It seems inconceivable that just five years after moving into our rambling, creaking old house we could be decorating a room for the second time.
Harry’s then-nursery was the first room we did anything to on our list of priorities (a list pages-long, that still sits tacked to a noticeboard somewhere in the hallway, the paper curled at the edges now, with a faltering list of ticks and crossings-out). We wanted a room that felt, to him, exactly like the one he had left behind; a cocoon and a place for dreaming and comfort.

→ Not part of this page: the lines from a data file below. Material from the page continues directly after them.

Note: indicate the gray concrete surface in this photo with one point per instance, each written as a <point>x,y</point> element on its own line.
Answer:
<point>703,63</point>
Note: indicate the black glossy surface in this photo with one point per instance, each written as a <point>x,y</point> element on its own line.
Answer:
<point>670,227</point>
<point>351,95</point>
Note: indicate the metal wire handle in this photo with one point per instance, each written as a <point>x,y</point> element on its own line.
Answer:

We picked the smallest room in the house, and used Cole & Sons ‘Woods’ wallpaper for a magical night-time feel.
Then within a couple of years, Harry graduated to a bigger room; one with enough space for books and toys and a bunkbed; for den-building and story-telling. I slowly took over the old nursery as a room to store clothes and handbags, but it looked very much like a room with an identity crisis…
…so last week I funally took it in hand and gave it a makeover to be a proper dressing room.
I used Piet Hein Eeek wallpaper on two of the walls for a Scandinavian, cabin-like feel; the room gets a weak, Northern light so the cool, bleached look of the plank-wood wallpaper suits it perfectly;
The eagle-eyed may remember that I used the same wallpaper, hung horizontally, on a chimney-breast in the main bedroom;
I added simple peg rails made of unfinished timber and shaker pegs, painted with a single coat of chalk paint to blend in with the walls (I left the pegs in their natural state). It echoes the guest room with its wall-to-wall peg rail.
I borrowed a comfy chair from the kitchen which has rapidly become a place where discarded clothes accumulate daily. I hasten to add, having looked at this picture (below) more closely, that I don’t wear these cut-off shorts and heels together. Channelling Pretty Women is never a good idea.
I moved an old chest of drawers down from the loft (*I lie; I had nothing to do with its journey down from the loft. That took lots of effort and cursing from two grown men and I made myself scarce as soon as the difficulty of the situation became apparent). I painted the knobs silver – after purchasing the wallpaper, new knobs seemed like a luxury too far – and from a distance they could be mistaken for pewter. A distance, okay?
This matronly mannequin has moved from the spare room and now houses bits and pieces of jewellery, pinned to her ample bosom;
And one of my favourite new additions; Ikea cabinets make the most of the super-high ceilings and provide a home for my handbags. The only problem? I can’t yet fill them all. What a nice problem to have. (On the other side of the room and not shown; Ikea ‘PAX’ tall mirrored wardrobes which bounce the little available light around and are crammed full of everything else…)
it’s an unashamedly girly room, and as such, I have it completely to myself in this house of men; the mysteries of women being very much a fontier not to be breached.